Segmenting and the flying segments

Signed-In Members Don't See This Ad

TonyL

Member
Joined
Mar 9, 2014
Messages
8,980
Location
Georgia
Hi folks:

Built my sled (pics will follow soon), got my super-thin kerf, 60TPI Diablo, tuned-up the table saw and have enough hold downs on the sled to make it look like a display case of hold downs. What is the skill behind preventing the 1/8 to 1/4 inch cross cut segment from becoming a projectile? Hold it down with a hold down, butting up against another piece of stock (secured by a hold down), shutting off the TS immediately cutting off the segment, prayer :) ?

All advice is greatly appreciated.

Thank you.
 
Signed-In Members Don't See This Ad
Tony there are some I read that has a wedge that allows the cutoff piece to fall away from the blade. a hold down on such a small piece seems unsafe.

I am sorry I can not remember the website where I read about that particular sled design.

be careful and good luck.
 
Thank you Jim....I saw it. I also saw a safety shroud made of wood. Thank you though.

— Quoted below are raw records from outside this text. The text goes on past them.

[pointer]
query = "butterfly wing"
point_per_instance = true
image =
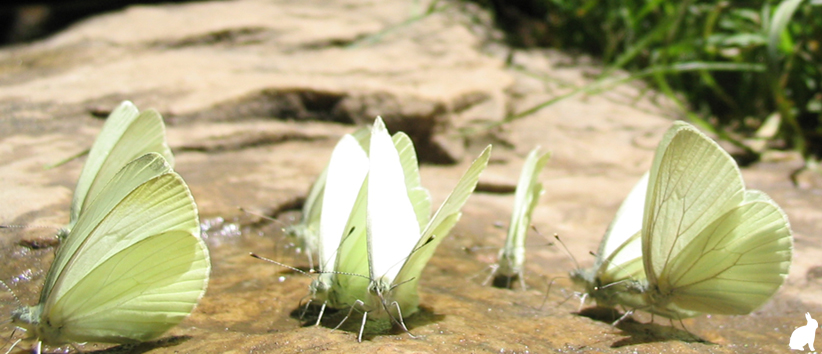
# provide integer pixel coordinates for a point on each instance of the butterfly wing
(404, 287)
(420, 198)
(133, 270)
(619, 258)
(351, 280)
(734, 264)
(134, 174)
(346, 172)
(512, 256)
(308, 229)
(692, 182)
(392, 224)
(126, 135)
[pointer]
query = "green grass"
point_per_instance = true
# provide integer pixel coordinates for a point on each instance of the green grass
(734, 64)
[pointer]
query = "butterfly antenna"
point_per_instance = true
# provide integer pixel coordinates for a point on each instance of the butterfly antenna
(13, 345)
(631, 276)
(261, 216)
(16, 299)
(252, 254)
(568, 252)
(548, 292)
(28, 227)
(534, 227)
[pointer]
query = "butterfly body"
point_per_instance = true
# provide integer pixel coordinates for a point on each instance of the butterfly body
(529, 189)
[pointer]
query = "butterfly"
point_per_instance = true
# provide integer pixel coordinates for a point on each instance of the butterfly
(346, 172)
(704, 244)
(126, 135)
(343, 279)
(307, 231)
(512, 255)
(398, 248)
(132, 267)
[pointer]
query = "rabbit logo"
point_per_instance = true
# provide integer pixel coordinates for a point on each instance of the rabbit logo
(804, 335)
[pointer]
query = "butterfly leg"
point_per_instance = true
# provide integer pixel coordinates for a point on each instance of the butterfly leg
(490, 274)
(401, 322)
(350, 309)
(362, 326)
(627, 313)
(13, 345)
(320, 317)
(582, 301)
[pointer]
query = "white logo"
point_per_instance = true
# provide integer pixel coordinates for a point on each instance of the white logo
(804, 335)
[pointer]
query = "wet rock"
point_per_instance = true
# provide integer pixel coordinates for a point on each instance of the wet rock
(256, 94)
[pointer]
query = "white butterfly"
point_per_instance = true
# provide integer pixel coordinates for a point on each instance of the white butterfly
(705, 243)
(512, 255)
(307, 231)
(344, 276)
(346, 173)
(397, 248)
(132, 267)
(126, 135)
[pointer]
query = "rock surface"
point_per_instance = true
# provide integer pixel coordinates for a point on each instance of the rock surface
(255, 95)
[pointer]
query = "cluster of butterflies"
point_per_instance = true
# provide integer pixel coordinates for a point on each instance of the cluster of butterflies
(689, 239)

Interestingly, they tend to fly away less when I don't butt it against a wooden stop, but that disrupts my sizing. I/we will figure this out! It may be the wedge.

Thanks again my friend.
 
may try using a thin piece of laminate on the side that you are cutting from to give the cut off piece a little bit of room to fall away? hope that made any sence.

*edited for clarity

try gluing a thin piece of laminate to your sled on the side that you are cutting from and not on the drop off side.
 
Last edited:
yes i belive. The goal i am thinking of is to try to keep the cutoff piece from pinching against the blade causing it to become a bulet. if you are a tiny bit forward on the bigger piece the it will tend to fall away from the blade a little more. tho I havn't seen the sled but it may be worth a try.
 
Look up Penl8the's tutorial. I think it's titled "this jig sucks" or something similar. He used the shop vac to pull the ripped strips away from the blade.
 
I am searching for it now. There's got to be a better way...
We have screw caps on milk cartons...someone had to overcome this challenge with something other than a vacuum and a sock :).
 
Well....my pen cap off the Brandon. It's ingenious! But not for me. Where there's a will, there's a jig! LOL
 
Tony, several years ago a member posted some pics of his sled that, had a deflector on the back side of his sled. There was a tray next to it to capture the pieces. I'll see if I can find it.
 
Tony

You are way over thinking this. But if you want to get fancy here is some info. In it is the sled Malcolm Tibbets uses that has the wedge everyone is talking about. Re: Table saw sleds *PIC*

When I cut thin slices all I use is my miter gauge with a sled attached. All the sled is a piece of 1/8 ply for the bottom and a solid wood fence. The fence is long enough so that when you slice the piece off it is still against the fence for support. No fence no support and the piece will fly.. I do not push the sled all the way through. Just enough to make the cut and back it up. What makes the piece fly is it gets caught in the spinning teeth and this happens mostly when it gets to the other side because of the direction of the spinning blade. The blade is spinning downwards at the front of the blade and upwards at the back of the blade. Remember this is a small pen blank we are talking about here so no large jig is needed for this type cutting. For larger work I made a sled that has rails that ride in both miter slots but again all it has is a bottom and a taller fence. You can put hold down clamps on the main piece side but clamps will not work on the cutoff side. The big factor though is zero clearance fence and bottom platform. The jig should be made for that saw blade.
 
I think that Chuck has it right. The trick is not ensuring that the tiny pieces don't fly but instead catching them before they go to orbit.
 
All outstanding advice and will be heeded. Thanks also for the references to the other links. Some I have seen, but please never assume that I have.

Just as I did when I built my sled, I will incorporate the advice from all and do it "right".

You (plural) are an amazing bunch. Thank you.
 
Tony -- Seg Easy is the hot thing with the big segmented turners. This shows the "zero clearance ramp strip". Some use rare earth magnets to hold the ramp strip in place. The photo shows it very clearly.

Wedgies
 
Tony -- Seg Easy is the hot thing with the big segmented turners. This shows the "zero clearance ramp strip". Some use rare earth magnets to hold the ramp strip in place. The photo shows it very clearly.

Wedgies

This method is also done on a full size sled where you have a sheet of MDF spanning both miter slots. The ramp is then glued to the MDF. Works great.